In 2022, Social Security recipients will receive a 5.9% cost-of-living adjustments to their paychecks, the highest figure in over 40 years. However, as monthly inflation rises, the purchasing power of those benefits increases has dwindled.
According to the data provided for March by the US Bureau of Labor Statistics on Tuesday, the Consumer Price Index for All Urban Consumers, or CPI-U, increased 8.5 percent from a year ago.
Meanwhile, the Consumer Price Index for Urban Wage Earners and Clerical Workers, or CPI-W, which is used by the Social Security Administration to compute the yearly cost adjustment, or COLA, increased by 9.4% in the last year.
According to The Senior Citizens League, a nonpartisan senior organization, the average retirement payout grew to $1,656.30 in 2022 from $1,564, a $92.30 increase each month.
If such payouts kept pace with inflation, the average retirement payout must be $1,711 depending on March data, up to $147 from the average senior payout for 2021.
According to the group’s findings, typical retirement payments have been shorted by $162.60 so far this year.
Food, housing bills, home heating, and drugs are among the top categories where retirees are feeling the pressure. The standard Medicare Part B premium will rise by 14.5 percent to $170.10 per month in 2022.
Inflation Is At An All-time High, Which Could Mean A Stronger COLA In 2023
The Senior Citizens League anticipates that the COLA for 2023 will be 8.9%, based on March figures announced on Tuesday. This is higher than the group’s previous projection of a 7.6% COLA for next year.

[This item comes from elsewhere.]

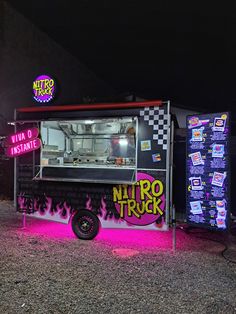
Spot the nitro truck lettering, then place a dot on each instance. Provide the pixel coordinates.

Future months’ CPI-W data would, of course, be factored into the official COLA computation for the next year. To decide if there is a COLA increase, the Social Security Administration implies the average of the CPI-W for the third quarter of the present year and contrasts it with the average for the third quarter of the previous year.
Some experts predict that peak inflation may occur sooner rather than later.
The notion that base CPI has dropped and core services only climbed little gives economist Jason Furman, a Harvard University lecturer and former top economic advisor to President Barack Obama, “a glimpse of hope,” he tweeted on Tuesday. “It’s possible that the worst is over,” Furman added.
According to Mary Johnson, a Social Security and Medicare policy analyst at The Senior Citizens League, inflation began to pick up in March 2021, and it may be a turning point this year, with a probable moderation in the subsequent months.
If this happens, the projected Social Security COLA for 2023 will be decreased.